Paper Title
ASSESSMENT OF COAGULATION PROFILE IN SICKLE CELL DISORDERS IN JAZAN REGION

Abstract
Statement of the Problem: Sickle cell disease (SCD) is one of the most widely common genetically disorders, which is representative with a wide clinical severity. (Weatherall, 2005)In Saudi Arabia, SCA is reported with a high prevalence rate in Jazan provinces. (Moody et al., 2019)SCD is commonly considered a hypercoagulation state, as the patients of SCD mostly have altered hemostatic components, which may lead to an increased risk of thrombosis complications. (Ogunsile, Naik and Lanzkron, 2019) previous studies have been considered to demonstrate that the excessive activity of blood clotting factors in patients with sickle cell anemia may play an important role in disease progression. (Pakbaz and Wun., 2014)(Brunson et al., 2017) The purpose of this study is to evaluate the Coagulation profile patterns and hematological characteristics in SCD patients from the Jazan region of Saudi.
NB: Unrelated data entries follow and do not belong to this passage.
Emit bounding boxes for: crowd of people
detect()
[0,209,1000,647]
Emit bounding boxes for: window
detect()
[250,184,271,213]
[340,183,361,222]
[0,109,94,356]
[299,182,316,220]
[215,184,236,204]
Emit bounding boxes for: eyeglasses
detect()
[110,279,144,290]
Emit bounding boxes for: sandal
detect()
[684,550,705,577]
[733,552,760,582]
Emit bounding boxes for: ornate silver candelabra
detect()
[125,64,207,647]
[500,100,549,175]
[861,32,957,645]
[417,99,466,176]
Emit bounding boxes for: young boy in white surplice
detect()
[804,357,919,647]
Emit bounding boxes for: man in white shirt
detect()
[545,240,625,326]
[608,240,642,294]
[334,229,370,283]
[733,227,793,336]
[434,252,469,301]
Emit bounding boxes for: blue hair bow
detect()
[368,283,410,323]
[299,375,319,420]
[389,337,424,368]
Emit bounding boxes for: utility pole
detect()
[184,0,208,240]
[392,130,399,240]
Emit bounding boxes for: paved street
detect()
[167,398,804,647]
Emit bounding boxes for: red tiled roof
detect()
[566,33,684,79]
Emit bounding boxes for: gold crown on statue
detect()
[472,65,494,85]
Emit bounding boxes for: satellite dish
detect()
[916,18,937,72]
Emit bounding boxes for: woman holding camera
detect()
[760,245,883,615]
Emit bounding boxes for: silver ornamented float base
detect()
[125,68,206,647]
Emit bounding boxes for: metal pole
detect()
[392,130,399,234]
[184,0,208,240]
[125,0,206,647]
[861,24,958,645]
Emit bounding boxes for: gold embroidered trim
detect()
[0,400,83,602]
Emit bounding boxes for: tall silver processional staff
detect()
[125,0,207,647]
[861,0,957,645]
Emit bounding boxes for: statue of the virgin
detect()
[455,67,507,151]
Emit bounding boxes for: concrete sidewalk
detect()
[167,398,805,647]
Methodology:One hundred fifty participants were recruited for this research, consisting of 50 Sickle cell anemia patients, 50 sickle cell trait subjects with HbAS and 50 healthy subjects with hemoglobin AA were recruited for the current cross-sectional study. Following informed consent, 5 mL of two venous blood samples were collected to investigate their routine coagulation profile involving PT, PTT and hematological test. Findings:Thecoagulation profile results show that PT and PT levels were significantly different (p less than 0.05) in SCA patients with HbSS compared to the healthy control group. However, there were non-significant differences (p greater than 0.05) in the levels of PTT and PT between Sickle cell trait HbAS and the healthy controls. Conclusion: The study findings concluded that patients with SCD tend to have abnormal coagulation activation as they should receive health education regarding their general health status for further evaluation and treatment. Image1:Result of coagulation tests of control group and case group (HbSS and HbAS) Keywords - Sickle Cell Anemia, Coagulation, Hemoglobin, Jazan, and Saudi Arabia.